Chris and I went to grad school at UBC together, and his fondness for microbrews was formational for me. This memory, however, involves fieldwork: for one of my first PhD research trips to the Bridge Glacier, part of the Lillooet Icefield, I invited Chris and Faran Anslow to join me. The plan was to get dropped off at the top of the icefield by ski-plane, and to ski down the 20-km long Bridge Glacier, sampling snow depths and snow density as we went. We figured it would take just a few days. The pilot who flew us in looked at our gear on the tarmac in Pemberton and asked us how much fuel we had. We said 2-3 days, and he responded with "Well you might want to throw another fuel can in, just in case." So we did, and packed ourselves into a float plane fitted with skis, and headed into the mountains.
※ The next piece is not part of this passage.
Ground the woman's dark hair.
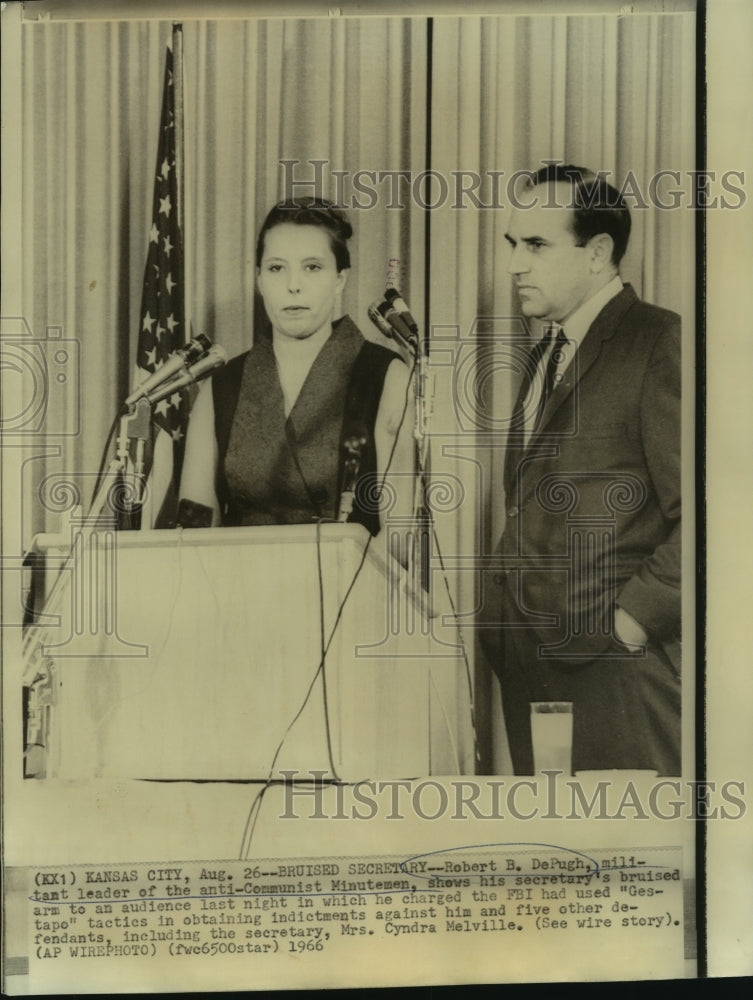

The flight in was perfect: long days of late April, and spring in the air, but still full winter on the glacier. After the plane dropped us I think the realization that we were up there, completely cut off except for a shitty satellite phone, sank in. We coralled the gear, and started our course down-glacier, making a few measurements before setting up camp in a tent that smelled vaguely of cow dung. And that was all the skiing we managed over the next 4 days - a storm blew in and dropped over a metre of snow on us for the next 72 hours. We played cards, made soups and dinners and did calisthenics in our snowy kitchen. The book about the night sky someone had brought was hilariously and completely useless, while the one or two others we had were read on repeat.
Chris was an absolute rock star the entire time. Calm, even-keeled, laughing at the ridiculousness of it all. And kindly not too critical of my choices. When we finally got a clearing and called the pilot, he came within an hour. We scrambled to pack everything up and blast a trail through the storm snow to a flat spot where he could land (and then take off again). And somebody whooped when we took over a sea of crevasses - maybe it was Chris, maybe it was me. But this is how I'll remember him - in the snow, in the mountains, with a perma-grin: thinking of the microbrew he'd get to enjoy that evening.
Wow, what an adventure! Thank you for sharing, Joe. It means so much to us.